Open Connect: Netflix Caches its Own Video with Content Delivery Network

  • Netflix recently announced that it will provide its video streaming services through the company’s own content delivery network (CDN). The network of in-house servers currently handle 5 percent of Netflix streaming traffic.
  • “Called Open Connect, the service will help Netflix cut the umbilical cord to commercial CDN providers like Limelight and Level 3 and will bring it closer to the cable and telco ISPs ultimately responsible for delivering its movies and TV shows,” reports GigaOM.
  • Open Connect will offer ISPs the option of connecting directly to Netflix or caching content on their own servers. The company hopes to coax ISPs to use its CDN by waiving Internet exchange fees and sharing open source designs for server hardware and software.

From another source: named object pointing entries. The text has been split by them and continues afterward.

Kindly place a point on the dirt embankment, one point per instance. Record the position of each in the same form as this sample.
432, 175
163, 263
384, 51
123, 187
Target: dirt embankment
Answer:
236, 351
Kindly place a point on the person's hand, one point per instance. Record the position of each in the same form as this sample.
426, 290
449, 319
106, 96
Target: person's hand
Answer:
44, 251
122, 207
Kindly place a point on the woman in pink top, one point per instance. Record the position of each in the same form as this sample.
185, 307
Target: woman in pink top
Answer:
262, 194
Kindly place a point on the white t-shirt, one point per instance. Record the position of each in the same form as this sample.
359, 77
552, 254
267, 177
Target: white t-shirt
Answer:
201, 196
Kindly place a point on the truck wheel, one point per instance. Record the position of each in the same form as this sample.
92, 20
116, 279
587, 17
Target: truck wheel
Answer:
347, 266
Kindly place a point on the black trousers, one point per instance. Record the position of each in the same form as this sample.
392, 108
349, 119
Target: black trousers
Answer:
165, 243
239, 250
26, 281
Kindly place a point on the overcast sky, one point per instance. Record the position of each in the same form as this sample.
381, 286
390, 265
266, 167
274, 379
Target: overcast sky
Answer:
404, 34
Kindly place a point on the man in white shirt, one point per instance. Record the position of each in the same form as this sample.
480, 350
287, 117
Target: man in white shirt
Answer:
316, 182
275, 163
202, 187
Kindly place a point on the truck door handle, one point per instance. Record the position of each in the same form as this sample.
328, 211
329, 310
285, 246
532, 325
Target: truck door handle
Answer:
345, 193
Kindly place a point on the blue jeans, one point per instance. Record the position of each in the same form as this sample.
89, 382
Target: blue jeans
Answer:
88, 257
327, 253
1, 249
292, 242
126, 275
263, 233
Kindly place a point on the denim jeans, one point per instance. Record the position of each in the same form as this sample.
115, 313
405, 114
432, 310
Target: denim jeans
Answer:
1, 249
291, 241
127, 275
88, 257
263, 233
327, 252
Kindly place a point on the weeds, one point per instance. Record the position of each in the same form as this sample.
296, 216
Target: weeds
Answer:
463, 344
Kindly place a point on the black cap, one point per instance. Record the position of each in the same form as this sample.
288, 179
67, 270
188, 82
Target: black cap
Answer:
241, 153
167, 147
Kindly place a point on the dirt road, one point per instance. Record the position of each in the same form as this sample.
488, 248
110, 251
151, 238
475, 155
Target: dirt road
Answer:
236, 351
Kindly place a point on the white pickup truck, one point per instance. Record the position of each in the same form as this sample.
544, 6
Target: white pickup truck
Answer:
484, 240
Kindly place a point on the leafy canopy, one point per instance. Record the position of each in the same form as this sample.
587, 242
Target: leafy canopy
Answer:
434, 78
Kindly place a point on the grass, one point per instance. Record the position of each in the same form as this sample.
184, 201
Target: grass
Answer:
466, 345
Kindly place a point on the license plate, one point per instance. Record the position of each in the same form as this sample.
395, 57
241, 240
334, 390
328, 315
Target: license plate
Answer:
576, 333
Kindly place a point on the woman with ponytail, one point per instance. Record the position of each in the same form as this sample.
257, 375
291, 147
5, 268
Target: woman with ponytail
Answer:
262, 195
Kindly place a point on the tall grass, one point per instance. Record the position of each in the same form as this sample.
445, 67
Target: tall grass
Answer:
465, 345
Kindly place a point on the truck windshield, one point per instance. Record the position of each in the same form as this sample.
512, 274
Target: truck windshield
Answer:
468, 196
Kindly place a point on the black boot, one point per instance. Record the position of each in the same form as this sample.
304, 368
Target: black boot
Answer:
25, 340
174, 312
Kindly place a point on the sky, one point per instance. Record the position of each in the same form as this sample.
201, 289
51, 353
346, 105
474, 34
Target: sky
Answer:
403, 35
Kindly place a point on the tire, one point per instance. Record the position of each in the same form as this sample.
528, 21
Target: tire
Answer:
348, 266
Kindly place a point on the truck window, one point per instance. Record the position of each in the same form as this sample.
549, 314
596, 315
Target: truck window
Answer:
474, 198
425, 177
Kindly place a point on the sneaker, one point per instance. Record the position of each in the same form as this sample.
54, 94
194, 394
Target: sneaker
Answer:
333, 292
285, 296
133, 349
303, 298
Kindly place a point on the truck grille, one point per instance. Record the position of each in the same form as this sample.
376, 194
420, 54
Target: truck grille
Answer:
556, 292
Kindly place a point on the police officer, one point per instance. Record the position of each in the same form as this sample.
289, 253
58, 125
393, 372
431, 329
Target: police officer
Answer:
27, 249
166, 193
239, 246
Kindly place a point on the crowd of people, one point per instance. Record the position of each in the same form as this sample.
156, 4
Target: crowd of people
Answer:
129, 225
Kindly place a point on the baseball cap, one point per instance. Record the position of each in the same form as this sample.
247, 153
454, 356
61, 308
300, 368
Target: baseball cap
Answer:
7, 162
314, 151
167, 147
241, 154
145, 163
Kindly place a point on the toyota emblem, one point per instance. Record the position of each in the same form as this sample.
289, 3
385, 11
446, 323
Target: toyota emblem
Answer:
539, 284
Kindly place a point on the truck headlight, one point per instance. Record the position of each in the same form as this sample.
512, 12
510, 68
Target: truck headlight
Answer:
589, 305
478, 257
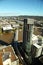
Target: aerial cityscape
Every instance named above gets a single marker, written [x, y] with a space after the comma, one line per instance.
[21, 32]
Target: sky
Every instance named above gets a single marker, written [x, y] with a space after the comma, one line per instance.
[21, 7]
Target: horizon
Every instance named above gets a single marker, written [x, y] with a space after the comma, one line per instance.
[21, 7]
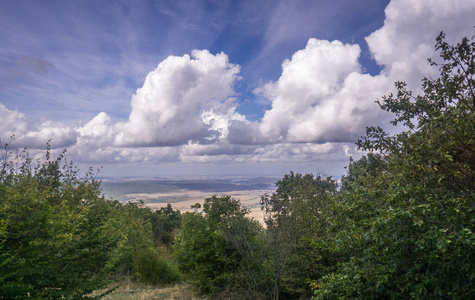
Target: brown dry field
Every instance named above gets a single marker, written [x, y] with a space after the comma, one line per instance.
[249, 199]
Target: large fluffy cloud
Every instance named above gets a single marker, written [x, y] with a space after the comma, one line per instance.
[407, 38]
[178, 100]
[321, 96]
[185, 112]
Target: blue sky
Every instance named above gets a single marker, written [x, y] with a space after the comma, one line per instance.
[211, 87]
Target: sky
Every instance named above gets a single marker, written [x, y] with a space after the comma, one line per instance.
[212, 87]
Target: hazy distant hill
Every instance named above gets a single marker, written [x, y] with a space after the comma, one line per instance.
[121, 188]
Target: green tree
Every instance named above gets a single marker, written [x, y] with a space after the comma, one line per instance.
[204, 254]
[408, 224]
[296, 220]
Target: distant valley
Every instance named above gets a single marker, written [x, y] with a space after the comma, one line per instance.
[182, 192]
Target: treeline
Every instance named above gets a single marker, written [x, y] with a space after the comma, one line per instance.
[399, 225]
[60, 239]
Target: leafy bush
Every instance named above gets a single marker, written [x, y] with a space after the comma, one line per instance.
[152, 268]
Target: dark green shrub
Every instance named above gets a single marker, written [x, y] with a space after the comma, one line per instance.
[152, 268]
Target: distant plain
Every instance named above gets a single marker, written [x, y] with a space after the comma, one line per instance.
[182, 192]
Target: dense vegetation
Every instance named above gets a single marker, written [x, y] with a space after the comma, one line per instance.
[400, 224]
[60, 239]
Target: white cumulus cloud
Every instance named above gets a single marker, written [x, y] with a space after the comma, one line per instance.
[176, 100]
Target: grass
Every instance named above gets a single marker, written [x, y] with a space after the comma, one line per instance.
[139, 291]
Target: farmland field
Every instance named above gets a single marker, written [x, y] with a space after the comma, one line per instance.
[182, 192]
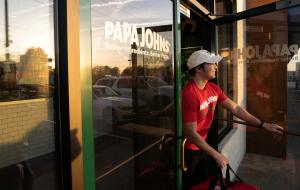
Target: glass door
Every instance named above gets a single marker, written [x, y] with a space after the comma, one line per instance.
[133, 94]
[28, 155]
[264, 49]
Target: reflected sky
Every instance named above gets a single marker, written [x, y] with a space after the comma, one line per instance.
[30, 25]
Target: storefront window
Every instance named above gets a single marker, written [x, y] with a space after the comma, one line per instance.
[132, 56]
[269, 52]
[27, 143]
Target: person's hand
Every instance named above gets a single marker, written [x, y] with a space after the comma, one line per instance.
[273, 128]
[221, 160]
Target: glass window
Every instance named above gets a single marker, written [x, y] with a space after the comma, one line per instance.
[132, 41]
[125, 83]
[27, 141]
[254, 3]
[226, 69]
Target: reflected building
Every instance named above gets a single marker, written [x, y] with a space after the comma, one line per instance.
[7, 74]
[33, 69]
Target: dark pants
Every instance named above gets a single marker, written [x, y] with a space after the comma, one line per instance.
[199, 166]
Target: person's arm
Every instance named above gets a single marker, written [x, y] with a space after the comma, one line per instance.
[249, 118]
[191, 134]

  • “The world’s other major Internet video provider, YouTube, has long had its own content delivery network,” explains the Netflix blog. “Given our size and growth, it now makes economic sense for Netflix to have one as well. We’ll continue to work with our commercial CDN partners for the next few years, but eventually most of our data will be served by Open Connect.”

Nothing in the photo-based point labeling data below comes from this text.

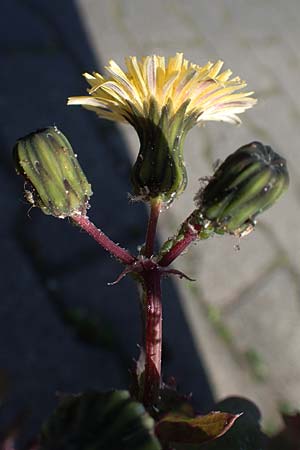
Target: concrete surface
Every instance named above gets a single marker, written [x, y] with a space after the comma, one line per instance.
[242, 316]
[244, 309]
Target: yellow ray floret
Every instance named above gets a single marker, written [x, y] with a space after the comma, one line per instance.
[124, 95]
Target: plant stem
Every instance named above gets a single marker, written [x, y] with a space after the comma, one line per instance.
[152, 224]
[153, 336]
[190, 235]
[118, 252]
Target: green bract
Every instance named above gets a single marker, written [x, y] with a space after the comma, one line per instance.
[247, 183]
[159, 171]
[55, 181]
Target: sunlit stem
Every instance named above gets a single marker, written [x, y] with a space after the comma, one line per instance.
[155, 208]
[118, 252]
[153, 336]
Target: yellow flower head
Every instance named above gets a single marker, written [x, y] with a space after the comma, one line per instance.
[163, 100]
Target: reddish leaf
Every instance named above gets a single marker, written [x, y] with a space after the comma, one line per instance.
[176, 428]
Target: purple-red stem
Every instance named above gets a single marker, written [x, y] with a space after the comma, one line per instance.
[153, 336]
[191, 234]
[118, 252]
[152, 224]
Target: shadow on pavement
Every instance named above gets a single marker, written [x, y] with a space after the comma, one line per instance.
[62, 328]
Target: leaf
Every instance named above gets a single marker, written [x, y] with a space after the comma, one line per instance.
[246, 433]
[99, 421]
[176, 428]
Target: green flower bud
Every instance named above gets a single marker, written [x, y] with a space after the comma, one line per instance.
[159, 171]
[247, 183]
[55, 181]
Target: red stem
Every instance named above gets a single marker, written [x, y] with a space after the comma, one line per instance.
[118, 252]
[152, 224]
[190, 235]
[153, 336]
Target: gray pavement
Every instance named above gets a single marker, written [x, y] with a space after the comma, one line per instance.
[63, 329]
[241, 317]
[244, 310]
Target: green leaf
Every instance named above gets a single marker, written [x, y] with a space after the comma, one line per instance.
[99, 421]
[177, 428]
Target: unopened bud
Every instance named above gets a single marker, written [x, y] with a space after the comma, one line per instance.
[247, 183]
[55, 181]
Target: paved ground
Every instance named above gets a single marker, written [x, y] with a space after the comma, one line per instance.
[244, 310]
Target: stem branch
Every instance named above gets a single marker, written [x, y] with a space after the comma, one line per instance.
[118, 252]
[152, 224]
[190, 235]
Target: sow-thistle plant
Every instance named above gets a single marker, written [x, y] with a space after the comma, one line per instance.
[162, 99]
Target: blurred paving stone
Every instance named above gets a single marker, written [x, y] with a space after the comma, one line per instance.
[273, 311]
[258, 41]
[40, 354]
[44, 50]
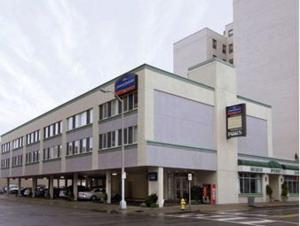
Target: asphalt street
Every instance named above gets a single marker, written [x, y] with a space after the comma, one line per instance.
[13, 213]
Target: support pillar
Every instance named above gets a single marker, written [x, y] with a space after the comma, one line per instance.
[75, 187]
[51, 187]
[19, 186]
[265, 182]
[34, 184]
[157, 187]
[160, 200]
[7, 184]
[108, 186]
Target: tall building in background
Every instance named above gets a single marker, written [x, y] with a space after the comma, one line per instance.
[266, 58]
[201, 46]
[262, 43]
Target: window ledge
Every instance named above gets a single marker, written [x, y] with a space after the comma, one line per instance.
[118, 115]
[17, 149]
[52, 160]
[79, 155]
[49, 138]
[27, 145]
[16, 166]
[78, 128]
[127, 146]
[32, 163]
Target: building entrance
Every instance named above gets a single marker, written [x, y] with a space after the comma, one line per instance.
[181, 187]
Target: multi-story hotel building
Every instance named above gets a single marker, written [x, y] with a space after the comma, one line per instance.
[173, 126]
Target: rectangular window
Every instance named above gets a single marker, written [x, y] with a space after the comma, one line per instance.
[130, 101]
[119, 137]
[125, 136]
[224, 49]
[130, 135]
[76, 147]
[84, 146]
[109, 139]
[230, 48]
[214, 43]
[250, 183]
[70, 123]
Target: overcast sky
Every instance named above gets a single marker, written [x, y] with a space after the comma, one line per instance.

  • GigaOM notes that some ISPs have their own CDNs and charge content providers to cache content, while others “actually earn a paycheck from commercial CDN providers to host content servers on their networks. With the Open Connect, those revenue streams would go away. But if ISPs were to take Open Connect into their networks they could save considerably on network transport costs by moving the source of Netflix’s enormous traffic flow closer to their customers.”